I came across this video today from a friend on Facebook, it is not to ask for donations, but simply to put a face behind one of the stories and spread more information and awareness about HELLP syndrome. September seems like it is a bad month for HELLP especially, though maybe I'm biased because that's when I got sick and diagnosed with Olivia. At the beginning of the month, on the PreEclampsia Foundation, a bereaved mother wrote about her daughter who died from HELLP 4 days after delivering her baby boy a month early. (The video below is not the same story, it has been on YouTube for 3 years, but both women who died were young and healthy and in the hospital when they died.) Like preeclampsia, there is no "cure" for HELLP besides delivery, and often it gets worse after delivery before it gets better (it got worse in my case as well). Sometimes (usually) HELLP presents first as preeclampsia, with protein in the urine and elevated blood pressure, and as preeclampsia gets worse, it can develop into HELLP, with red blood cells breaking down (Hemolysis), elevated liver enzymes (EL), and lowered platelet count. (LP). It basically attacks the organs and blood of the woman. Sometimes women are like me, and don't show they typical preeclampsia symptoms while going directly to HELLP. (In my case, swelling and severe upper right quadrant pain...around my rib cage/bra strap/back on my right side especially...pain that came and went for WEEKS...were my telltale symptoms.) It typically doesn't happen until the third trimester, but can happen (rarely) as early as 18+ weeks. It most commonly occurs in first pregnancies, when women are the most vulnerable because they don't know what is "normal" discomfort in pregnancy and what is not. (I even posted on internet pregnancy message boards about my rib cage pain, and was reassured it was normal by everyone.)
Here is someone else's HELLP story, with some good medical information in there as well.
3 comments:
That video is so sad the fact that you are going through this is beyond unfair. I'm just hoping that things start to go your way for once. Ugh. I hadn't heard of HELLP until becoming a card carrying member of this BLM club. It's just another scare factor on the very long list :(
Oh my gosh, Angie. I'd heard that delivering the baby is the only cure for HELLP, but I didn't realize that it wasn't an automatic fix... that the mom could still die. (Still trying to be naive, I guess).

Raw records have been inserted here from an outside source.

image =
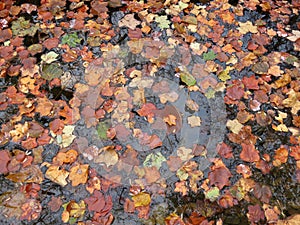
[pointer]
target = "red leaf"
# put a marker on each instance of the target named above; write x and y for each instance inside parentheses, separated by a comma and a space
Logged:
(224, 150)
(147, 110)
(251, 82)
(99, 203)
(220, 177)
(249, 153)
(255, 213)
(262, 192)
(4, 160)
(235, 91)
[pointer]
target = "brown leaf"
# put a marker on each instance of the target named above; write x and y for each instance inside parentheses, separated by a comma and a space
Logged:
(255, 214)
(249, 153)
(224, 150)
(55, 204)
(235, 91)
(5, 158)
(281, 156)
(220, 177)
(30, 174)
(262, 192)
(79, 174)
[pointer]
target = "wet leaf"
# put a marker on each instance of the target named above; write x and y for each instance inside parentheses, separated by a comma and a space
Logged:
(211, 55)
(51, 71)
(212, 194)
(255, 214)
(129, 21)
(30, 174)
(141, 199)
(246, 27)
(22, 27)
(71, 39)
(154, 159)
(194, 121)
(4, 160)
(57, 175)
(187, 78)
(49, 57)
(78, 174)
(102, 129)
(249, 153)
(163, 22)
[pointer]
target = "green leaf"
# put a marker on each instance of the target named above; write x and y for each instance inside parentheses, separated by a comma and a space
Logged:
(102, 129)
(49, 57)
(187, 78)
(162, 21)
(51, 71)
(71, 39)
(209, 55)
(212, 194)
(210, 93)
(182, 174)
(22, 27)
(154, 159)
(224, 75)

Yes, I think my doctor meant that my death would have been the worst outcome, but you're right. I would have traded my life for Eliza's, except where would that leave David... and Caroline?
Hugs to you. I have to admit that your heartburn and swelling reports have me worried. I know that you are totally tuned in to what's going on in your body, and that your doctors are being hypervigilant, but it's still scary. C'mon October...
So heartbreaking and I'm sure this is so difficult for you to see at this time too. I didn't have any symptoms of HELLP. Mine were mostly preeclampsia symptoms, but when my platelets weren't recovering after I delivered they checked my liver enzymes again and they were up. I hope you can hold out until October!